Hi,
Here is my scenario:
Note: Connections are all good and I have got the files through the chain into my indexers perfectly.
So it appears that I would need only a REPORT to specify which fields are in the Data, bu that would be done in search-time.
QUESTIONS:
- What really are the implications of using INDEXED_EXTRACTIONS ?
- What are the disadvantages of not using INDEXED_EXTRACTIONS in the sourcetype and instead use REPORT?
- If my sourcetype is mainly only about that REPORT, should I just have it defined in the SH? Why would I need it to be somewhere else?
Thanks in advance
Using INDEXED_EXTRACTIONS increases disk usage because it adds the KvP's to the index, it also increases overall overhead of indexing pipeline.
Using REPORT could allow the user to extract as they wish (assuming each user has a private REPORT). Using REPORT at search time puts the load on the search pipeline instead of the indexing pipeline. Most folks would prefer to slow search not indexing.
REPORT only needs to be specified on search heads since it is a search time props setting.
I really dont understand the TCP portion of your equation. If the data is in CSV format on UF1, then you should be able to pull it in with a monitor stanza. When TCP input is mentioned in relation to splunk, they're talking about a TCP stanza in inputs.conf. ie [TCP://9514] ...
And finally i leave you with whats in props.conf.spec:
**Field extraction configuration: index time versus search time**
Use the TRANSFORMS field extraction type to create index-time field
extractions. Use the REPORT or EXTRACT field extraction types to create
search-time field extractions.
NOTE: Index-time field extractions have performance implications. Creating
additions to Splunk's default set of indexed fields is ONLY
recommended in specific circumstances. Whenever possible, extract
fields only at search time.
**Search-time field extractions: Why use REPORT if EXTRACT will do?**
It's a good question. And much of the time, EXTRACT is all you need for
search-time field extraction. But when you build search-time field
extractions, there are specific cases that require the use of REPORT and the
field transform that it references. Use REPORT if you want to:
* Reuse the same field-extracting regular expression across multiple
sources, source types, or hosts. If you find yourself using the same regex
to extract fields across several different sources, source types, and
hosts, set it up as a transform, and then reference it in REPORT
extractions in those stanzas. If you need to update the regex you only
have to do it in one place. Handy!
* Apply more than one field-extracting regular expression to the same
source, source type, or host. This can be necessary in cases where the
field or fields that you want to extract from a particular source, source
type, or host appear in two or more very different event patterns.
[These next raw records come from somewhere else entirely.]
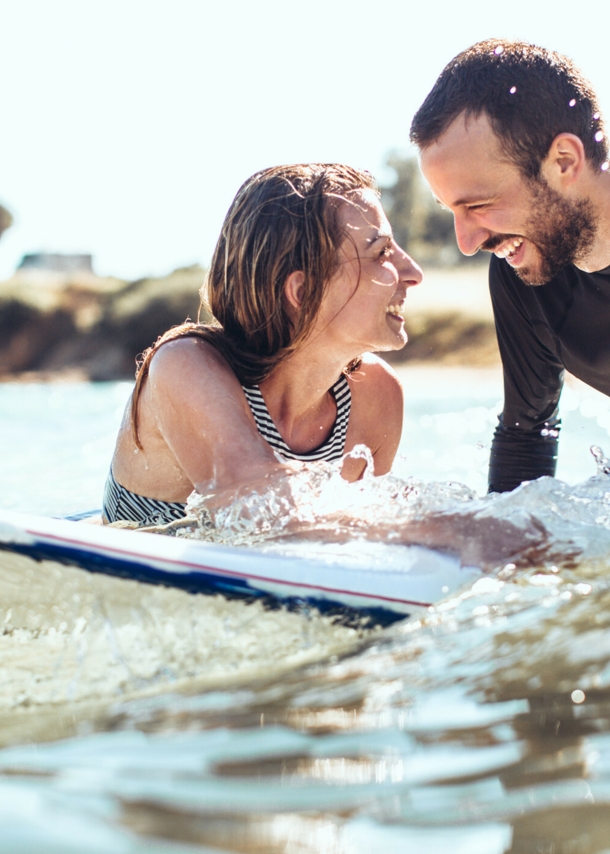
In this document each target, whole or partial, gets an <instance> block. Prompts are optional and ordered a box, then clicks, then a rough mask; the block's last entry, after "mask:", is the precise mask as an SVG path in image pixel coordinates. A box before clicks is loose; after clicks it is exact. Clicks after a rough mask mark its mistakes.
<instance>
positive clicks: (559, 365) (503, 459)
mask: <svg viewBox="0 0 610 854" xmlns="http://www.w3.org/2000/svg"><path fill="white" fill-rule="evenodd" d="M489 285H490V291H491V299H492V304H493V309H494V315H495V321H496V333H497V336H498V346H499V348H500V355H501V357H502V366H503V369H504V409H503V412H502V415H501V416H500V420H499V424H498V427H497V428H496V431H495V435H494V439H493V444H492V449H491V457H490V464H489V491H490V492H508V491H509V490H512V489H514V488H515V487H517V486H519V484H520V483H522V482H523V481H524V480H535V479H536V478H538V477H542V476H543V475H551V476H553V475H554V474H555V469H556V465H557V447H558V436H559V428H560V424H561V422H560V420H559V410H558V404H559V396H560V394H561V389H562V385H563V375H564V369H563V366H562V364H561V363H560V362H559V360H558V359H557V356H556V355H555V353H553V352H552V350H551V349H550V347H549V346H547V344H545V342H544V341H543V340H542V339H543V337H547V339H548V336H549V334H550V331H549V329H548V327H547V326H546V325H545V324H543V323H541V322H540V320H539V318H536V317H533V316H532V312H531V311H528V307H530V308H531V306H532V305H533V304H534V303H533V300H532V294H531V293H528V291H527V290H526V288H527V287H528V286H526V285H523V284H522V283H521V282H520V280H519V279H517V277H516V275H515V274H514V273H513V272H512V271H511V270H510V267H509V266H508V264H507V263H506V261H500V260H499V259H497V258H494V257H492V259H491V264H490V268H489ZM547 343H548V342H547Z"/></svg>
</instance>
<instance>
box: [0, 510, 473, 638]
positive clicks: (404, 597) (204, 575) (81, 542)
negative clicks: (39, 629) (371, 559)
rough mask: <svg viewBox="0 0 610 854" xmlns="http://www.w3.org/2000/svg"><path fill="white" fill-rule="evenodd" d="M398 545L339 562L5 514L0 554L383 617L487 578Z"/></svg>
mask: <svg viewBox="0 0 610 854" xmlns="http://www.w3.org/2000/svg"><path fill="white" fill-rule="evenodd" d="M399 549H400V552H399V557H400V559H399V560H398V561H397V560H396V557H394V559H393V560H392V561H390V562H388V564H384V562H383V561H372V562H371V563H372V564H377V565H371V566H362V563H361V562H360V564H358V565H356V566H354V565H353V563H352V565H349V561H347V562H346V563H345V564H342V563H341V561H340V559H339V560H337V557H336V553H334V554H333V556H332V559H331V560H323V559H321V557H320V550H318V551H317V552H316V553H315V556H313V557H312V558H309V557H301V556H294V555H283V554H281V553H279V554H278V553H266V552H265V551H263V550H262V549H258V550H257V549H254V548H253V549H251V548H246V547H229V546H219V545H215V544H212V543H206V542H202V541H199V540H190V539H183V538H178V539H176V538H174V537H167V536H161V535H154V534H146V533H142V532H138V531H132V530H121V529H116V528H110V527H106V526H101V525H91V524H86V523H84V522H75V521H68V520H65V519H52V518H48V517H44V516H30V515H26V514H22V513H14V512H11V511H0V562H1V561H2V550H8V551H13V552H18V553H20V554H24V555H28V556H29V557H32V558H34V559H36V560H52V561H57V562H60V563H63V564H67V565H71V566H76V567H79V568H81V569H84V570H88V571H90V572H101V573H105V574H108V575H115V576H120V577H125V578H131V579H135V580H137V581H142V582H146V583H152V584H162V585H165V586H168V587H179V588H182V589H185V590H188V591H191V592H193V593H206V594H216V593H221V594H223V595H225V596H230V597H245V598H250V597H263V596H268V597H273V598H274V599H277V600H279V601H280V602H288V603H289V602H292V603H295V602H296V603H299V602H305V603H310V604H311V605H313V606H315V607H317V608H320V610H323V611H325V610H329V609H335V608H347V609H355V610H357V611H362V612H366V613H369V614H371V617H372V618H374V620H375V621H376V622H382V623H388V622H393V621H394V620H396V619H400V618H403V617H405V616H407V615H413V614H417V613H421V612H423V611H426V610H427V609H428V608H429V607H430V605H432V604H434V603H435V602H437V601H438V600H440V599H442V598H444V597H445V596H446V595H448V594H449V593H451V592H453V591H455V590H457V589H458V588H460V587H462V586H463V585H465V584H468V583H472V582H473V581H474V580H476V579H477V578H478V577H480V575H481V572H480V570H478V569H476V568H473V567H462V566H461V565H460V562H459V560H458V559H457V558H454V557H452V556H450V555H446V554H441V553H439V552H435V551H432V550H430V549H426V548H423V547H419V546H404V547H399ZM395 551H396V550H395ZM403 552H404V561H403V560H402V553H403Z"/></svg>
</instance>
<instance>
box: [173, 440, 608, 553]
mask: <svg viewBox="0 0 610 854" xmlns="http://www.w3.org/2000/svg"><path fill="white" fill-rule="evenodd" d="M591 452H592V454H593V456H594V458H595V460H596V463H597V470H598V473H597V475H596V476H594V477H592V478H590V479H589V480H587V481H584V482H583V483H581V484H577V485H576V486H569V485H567V484H565V483H563V482H562V481H559V480H557V479H555V478H550V477H546V478H540V479H539V480H537V481H532V482H529V483H524V484H522V485H521V486H520V487H519V488H518V489H516V490H514V491H513V492H511V493H504V494H501V495H497V494H496V495H494V494H492V495H487V496H484V497H478V496H477V495H476V493H474V492H473V491H472V490H471V489H469V488H468V487H466V486H464V485H463V484H459V483H453V482H448V483H442V482H439V483H425V482H423V481H420V480H417V479H415V478H400V477H397V476H395V475H393V474H387V475H384V476H382V477H374V476H373V459H372V455H371V452H370V450H369V449H368V448H366V447H365V446H357V447H356V448H354V450H353V451H352V452H351V454H350V455H348V456H351V457H352V458H356V459H363V460H365V462H366V468H365V473H364V476H363V478H362V479H361V480H359V481H357V482H355V483H348V482H347V481H345V480H344V479H343V478H342V477H341V467H342V461H339V462H336V463H330V464H329V463H325V462H316V463H312V464H307V465H303V466H301V467H300V468H299V469H298V470H296V471H295V472H294V473H293V474H291V475H290V476H289V477H286V476H285V475H283V474H282V475H277V476H272V477H270V478H267V479H266V480H265V481H264V482H263V483H258V484H254V485H253V487H250V488H249V489H246V488H244V489H242V490H241V491H240V493H239V494H238V495H236V496H235V495H233V496H232V497H231V499H230V500H229V501H228V503H227V504H225V505H223V506H221V507H219V508H218V509H216V510H214V511H213V512H212V514H211V515H212V516H213V522H214V526H213V528H212V529H210V527H209V524H208V525H207V526H206V525H205V524H204V519H205V518H206V516H207V512H208V501H209V497H210V496H206V495H198V494H196V493H193V494H192V495H191V497H190V498H189V502H188V505H187V511H188V513H189V514H190V515H191V516H192V517H193V518H195V519H197V520H198V524H196V525H192V526H191V527H190V528H185V529H183V530H182V531H179V532H178V534H179V535H180V536H190V537H194V538H198V539H206V540H211V541H213V542H217V543H224V544H230V545H250V546H252V545H258V544H263V543H269V542H274V541H275V542H278V541H287V540H288V539H290V540H294V539H295V538H296V539H299V538H303V539H306V540H308V541H311V540H312V539H316V538H317V539H318V540H325V541H331V542H348V541H352V542H353V540H354V539H356V540H360V541H364V540H367V539H368V540H382V541H384V542H386V543H398V544H399V543H403V544H408V543H420V544H422V545H427V546H430V547H433V548H440V549H444V550H449V551H451V550H453V551H455V552H456V553H458V554H461V555H462V559H463V561H464V562H466V563H474V564H477V565H479V566H485V567H487V568H492V567H497V568H499V567H500V566H501V565H504V564H505V563H506V562H507V561H508V560H509V559H511V560H514V559H519V557H520V556H521V557H522V558H523V560H525V562H526V563H528V562H529V563H532V562H536V561H538V562H541V563H545V562H546V563H548V564H549V565H550V564H552V563H561V562H569V561H573V560H574V559H575V557H576V556H580V557H581V558H582V557H589V558H595V559H598V558H599V557H601V556H602V555H610V484H609V483H608V479H607V475H608V474H609V473H610V463H609V462H608V460H606V458H605V457H604V455H603V452H602V451H601V449H599V448H597V447H594V448H592V449H591ZM214 498H215V499H217V498H218V496H217V495H215V496H214Z"/></svg>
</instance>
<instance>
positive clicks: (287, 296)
mask: <svg viewBox="0 0 610 854" xmlns="http://www.w3.org/2000/svg"><path fill="white" fill-rule="evenodd" d="M284 296H285V297H286V300H287V301H288V305H289V306H290V307H291V308H292V309H294V311H300V308H301V305H302V304H303V298H304V296H305V273H303V271H302V270H295V272H294V273H291V274H290V275H289V276H288V277H287V279H286V282H285V283H284Z"/></svg>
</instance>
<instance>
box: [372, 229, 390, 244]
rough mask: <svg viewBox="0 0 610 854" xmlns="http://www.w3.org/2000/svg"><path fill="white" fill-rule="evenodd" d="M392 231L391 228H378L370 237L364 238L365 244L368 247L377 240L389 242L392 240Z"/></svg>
mask: <svg viewBox="0 0 610 854" xmlns="http://www.w3.org/2000/svg"><path fill="white" fill-rule="evenodd" d="M392 236H393V235H392V229H391V228H380V229H379V230H377V231H375V232H374V233H373V234H372V235H371V236H370V237H367V238H366V242H367V243H368V244H370V245H372V244H373V243H376V242H377V241H378V240H382V239H383V240H391V239H392Z"/></svg>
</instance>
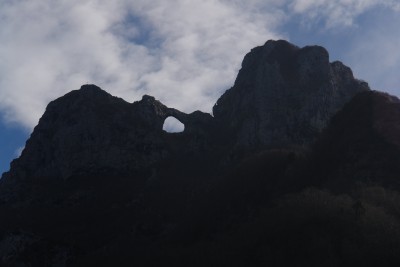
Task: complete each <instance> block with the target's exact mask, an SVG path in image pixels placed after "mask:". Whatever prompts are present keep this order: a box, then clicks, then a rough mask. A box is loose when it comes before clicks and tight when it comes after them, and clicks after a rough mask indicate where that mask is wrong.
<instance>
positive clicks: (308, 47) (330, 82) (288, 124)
mask: <svg viewBox="0 0 400 267" xmlns="http://www.w3.org/2000/svg"><path fill="white" fill-rule="evenodd" d="M366 90H369V87H368V85H367V83H365V82H362V81H359V80H356V79H354V77H353V74H352V71H351V69H350V68H348V67H346V66H345V65H343V64H342V63H341V62H338V61H336V62H333V63H329V55H328V52H327V51H326V50H325V49H324V48H323V47H320V46H307V47H304V48H299V47H297V46H295V45H293V44H290V43H288V42H286V41H282V40H280V41H268V42H267V43H266V44H265V45H264V46H260V47H256V48H254V49H252V50H251V52H250V53H248V54H247V55H246V56H245V58H244V60H243V63H242V69H241V70H240V71H239V74H238V77H237V78H236V81H235V85H234V86H233V87H232V88H231V89H229V90H227V91H226V92H225V93H224V94H223V95H222V96H221V98H220V99H219V100H218V101H217V103H216V104H215V106H214V109H213V113H214V116H215V119H216V120H218V121H220V123H225V125H226V127H227V128H229V129H230V132H231V133H232V135H234V139H235V141H234V147H235V148H236V149H239V150H240V149H242V150H251V151H254V150H258V149H260V148H271V147H287V146H306V145H309V144H310V143H312V142H313V141H314V140H315V138H316V137H317V135H318V134H319V133H320V132H321V130H322V129H323V128H324V127H325V126H326V125H327V123H328V121H329V119H330V118H331V117H332V115H333V114H334V113H336V112H337V111H338V110H339V109H340V108H341V107H343V105H344V104H345V103H346V102H347V101H349V100H350V99H351V98H352V97H353V96H354V95H356V94H357V93H359V92H361V91H366Z"/></svg>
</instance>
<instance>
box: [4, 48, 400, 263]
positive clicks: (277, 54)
mask: <svg viewBox="0 0 400 267" xmlns="http://www.w3.org/2000/svg"><path fill="white" fill-rule="evenodd" d="M169 116H172V117H175V118H176V119H178V120H180V121H181V122H182V123H183V124H184V125H185V130H184V131H183V132H182V133H174V134H172V133H167V132H164V131H163V130H162V126H163V123H164V121H165V119H166V118H167V117H169ZM399 125H400V101H399V100H398V99H397V98H395V97H393V96H389V95H387V94H384V93H379V92H375V91H371V90H370V89H369V87H368V85H367V84H366V83H365V82H362V81H359V80H357V79H355V78H354V77H353V74H352V72H351V70H350V68H348V67H346V66H344V65H343V64H342V63H340V62H333V63H330V62H329V55H328V53H327V51H326V50H325V49H324V48H322V47H318V46H309V47H304V48H299V47H296V46H294V45H292V44H290V43H288V42H286V41H282V40H280V41H268V42H267V43H266V44H265V45H264V46H261V47H257V48H254V49H253V50H252V51H251V52H250V53H249V54H247V55H246V57H245V59H244V61H243V64H242V69H241V70H240V72H239V74H238V77H237V79H236V81H235V84H234V86H233V87H232V88H231V89H229V90H227V91H226V92H225V93H224V94H223V95H222V96H221V98H220V99H219V100H218V101H217V103H216V105H215V107H214V109H213V115H210V114H206V113H203V112H200V111H196V112H193V113H191V114H185V113H183V112H180V111H178V110H176V109H173V108H169V107H166V106H165V105H163V104H162V103H160V102H159V101H157V100H156V99H155V98H154V97H151V96H143V98H142V100H140V101H138V102H134V103H127V102H125V101H124V100H122V99H120V98H116V97H113V96H111V95H110V94H108V93H106V92H105V91H103V90H102V89H100V88H98V87H97V86H95V85H84V86H82V87H81V89H79V90H75V91H72V92H70V93H68V94H66V95H65V96H63V97H61V98H59V99H57V100H54V101H53V102H51V103H50V104H49V105H48V107H47V109H46V112H45V113H44V115H43V117H42V118H41V119H40V121H39V124H38V125H37V126H36V127H35V129H34V131H33V133H32V135H31V137H30V139H29V140H28V141H27V144H26V147H25V150H24V151H23V153H22V154H21V156H20V158H18V159H16V160H14V161H13V162H12V164H11V169H10V171H9V172H7V173H5V174H3V177H2V179H1V180H0V216H1V218H2V219H1V220H0V265H1V266H110V265H113V266H132V265H134V264H137V265H139V266H160V265H162V266H221V265H222V266H261V265H267V266H377V265H380V266H392V265H393V266H398V264H399V263H400V258H399V254H398V251H399V250H400V220H399V219H400V218H399V216H400V213H399V212H400V202H399V201H400V194H399V192H398V191H399V190H400V184H399V182H398V176H399V171H400V167H399V166H400V150H399V149H400V139H399V138H400V135H399V133H400V132H399V131H400V126H399Z"/></svg>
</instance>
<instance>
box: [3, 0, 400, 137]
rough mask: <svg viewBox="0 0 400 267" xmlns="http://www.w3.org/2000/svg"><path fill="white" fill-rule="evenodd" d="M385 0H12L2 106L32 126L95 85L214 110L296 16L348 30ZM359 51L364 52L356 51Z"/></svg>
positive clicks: (301, 18)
* Set up delimiter-based field extractions. Useful if your event data
presents field-value pairs (or just field values) separated by delimiters
such as commas, spaces, bars, and so on.
* Configure extractions for multivalued fields. You can have Splunk append
additional values to a field as it finds them in the event data.
* Extract fields with names beginning with numbers or underscores.
Ordinarily, Splunk's key cleaning functionality removes leading numeric
characters and underscores from field names. If you need to keep them,
configure your field transform to turn key cleaning off.
* Manage formatting of extracted fields, in cases where you are extracting
multiple fields, or are extracting both the field name and field value.